Member of the Utah House of Representatives from the 11th district
- In office January 2003 – January 2017

Personal details
- Born: May 5, 1950 (age 76)
- Party: Republican
- Spouse: Marsha
- Children: 5
- Education: Weber State University (BA) University of Phoenix (MA)
- Occupation: Human resource director

= Brad Dee =

American politician (born 1950)

Bradley L. Dee (born May 5, 1950) is an American politician from Utah. He was a Republican member of the Utah State House, representing the state's 11th house district in Ogden from January 2003 through January 2017. He retired from office after choosing not to seek re-election in 2016.

==Early life and career==
Dee holds a B.A. in public relations from Weber State University and an M.A. in human resources from the University of Phoenix. Dee is a Latter-day Saint.

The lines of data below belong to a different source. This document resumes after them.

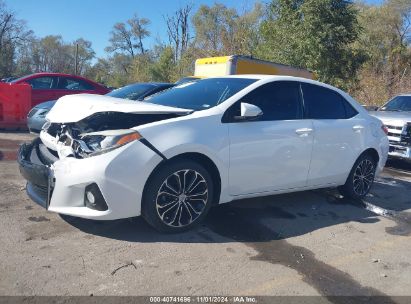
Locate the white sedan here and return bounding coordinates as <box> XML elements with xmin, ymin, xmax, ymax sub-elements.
<box><xmin>18</xmin><ymin>75</ymin><xmax>389</xmax><ymax>232</ymax></box>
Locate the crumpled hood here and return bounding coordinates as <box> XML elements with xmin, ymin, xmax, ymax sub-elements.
<box><xmin>369</xmin><ymin>110</ymin><xmax>411</xmax><ymax>126</ymax></box>
<box><xmin>46</xmin><ymin>94</ymin><xmax>191</xmax><ymax>123</ymax></box>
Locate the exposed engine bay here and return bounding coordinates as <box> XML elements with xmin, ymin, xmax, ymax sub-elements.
<box><xmin>40</xmin><ymin>111</ymin><xmax>185</xmax><ymax>160</ymax></box>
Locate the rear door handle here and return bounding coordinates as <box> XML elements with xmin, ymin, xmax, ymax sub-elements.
<box><xmin>295</xmin><ymin>128</ymin><xmax>313</xmax><ymax>136</ymax></box>
<box><xmin>353</xmin><ymin>125</ymin><xmax>364</xmax><ymax>132</ymax></box>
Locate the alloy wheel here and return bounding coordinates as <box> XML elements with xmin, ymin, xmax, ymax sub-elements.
<box><xmin>353</xmin><ymin>159</ymin><xmax>375</xmax><ymax>196</ymax></box>
<box><xmin>155</xmin><ymin>169</ymin><xmax>208</xmax><ymax>227</ymax></box>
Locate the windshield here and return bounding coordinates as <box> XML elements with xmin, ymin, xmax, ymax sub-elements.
<box><xmin>145</xmin><ymin>78</ymin><xmax>256</xmax><ymax>110</ymax></box>
<box><xmin>106</xmin><ymin>83</ymin><xmax>155</xmax><ymax>100</ymax></box>
<box><xmin>380</xmin><ymin>96</ymin><xmax>411</xmax><ymax>112</ymax></box>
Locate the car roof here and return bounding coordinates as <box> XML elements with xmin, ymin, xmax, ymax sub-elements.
<box><xmin>125</xmin><ymin>82</ymin><xmax>173</xmax><ymax>87</ymax></box>
<box><xmin>148</xmin><ymin>82</ymin><xmax>173</xmax><ymax>86</ymax></box>
<box><xmin>208</xmin><ymin>74</ymin><xmax>342</xmax><ymax>93</ymax></box>
<box><xmin>216</xmin><ymin>74</ymin><xmax>317</xmax><ymax>83</ymax></box>
<box><xmin>18</xmin><ymin>72</ymin><xmax>86</xmax><ymax>78</ymax></box>
<box><xmin>12</xmin><ymin>72</ymin><xmax>104</xmax><ymax>86</ymax></box>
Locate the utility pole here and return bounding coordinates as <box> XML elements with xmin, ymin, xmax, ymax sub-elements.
<box><xmin>74</xmin><ymin>43</ymin><xmax>79</xmax><ymax>75</ymax></box>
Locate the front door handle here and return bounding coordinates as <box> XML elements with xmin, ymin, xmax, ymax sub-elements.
<box><xmin>295</xmin><ymin>128</ymin><xmax>313</xmax><ymax>136</ymax></box>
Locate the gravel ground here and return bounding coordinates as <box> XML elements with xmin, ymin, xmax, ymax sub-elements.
<box><xmin>0</xmin><ymin>131</ymin><xmax>411</xmax><ymax>300</ymax></box>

He has previously served as a bishop in the LDS Church. He currently works as human resources director for Weber County, Utah and lives in Washington Terrace, Utah with his wife Marsha and five children.

==Political career==
Dee was first elected to the Utah House of Representatives in 2002 and began serving on January 1, 2003. He previously served as mayor of Washington Terrace, UT and as a member of its city council.

During the 2016 legislative session, Dee served as the House Vice-chair of the Executive Appropriations Committee, on the House Public Utilities, Energy, and Technology Committee, and the House Transportation Committee.

==2016 sponsored legislation==

| Bill number | Bill title | Status |
|---|---|---|
| HB0008S01 | State Agency Fees and Internal Service Fund Rate Authorization and Appropriations | House/ to Governor - 3/17/2016 |
| HB0154 | County Personal Requirements | Governor Signed - 3/20/2016 |
| HB165 | Garnishment Amendments | Governor Signed - 3/25/2016 |
| HB0245 | Local Health Department Amendments | Governor Signed - 3/21/2016 |
| HB0348S02 | Mountainous Planning District Amendments | House/ to Governor - 3/17/2016 |
| HB0380S03 | Utah Communications Authority Amendments | Governor Signed - 3/21/2016 |
| HB0401 | Public Safety Amendments | House/ filed - 3/10/2016 |
| HB0457 | Water Quality Revisions | House/ filed - 3/10/2016 |
| HJR018 | House Joint Resolution—Congressional Term Limits | House/ filed - 3/10/2016 |

Dee passed six of his nine introduced during the 2016 Legislative Session, giving him a 66.7% passage rate. He also floor sponsored four bills.

==Elections==
- 2014: Dee faced Democrat Amy Steed Morgan in the general election, winning with 4,364 votes (62.6%) to Morgan's 2,607 votes (37.4%).
- 2012: Dee faced Democrat Pamela Udy in the general election, winning with 9,266 votes (68.1%) to Udy's 4,332 votes (31.9%).
- 2010: Dee faced Democrat Steven Gaskill in the general election, winning with 4,288 votes (69.5%) to Gaskell's 1,883 votes (30.5%).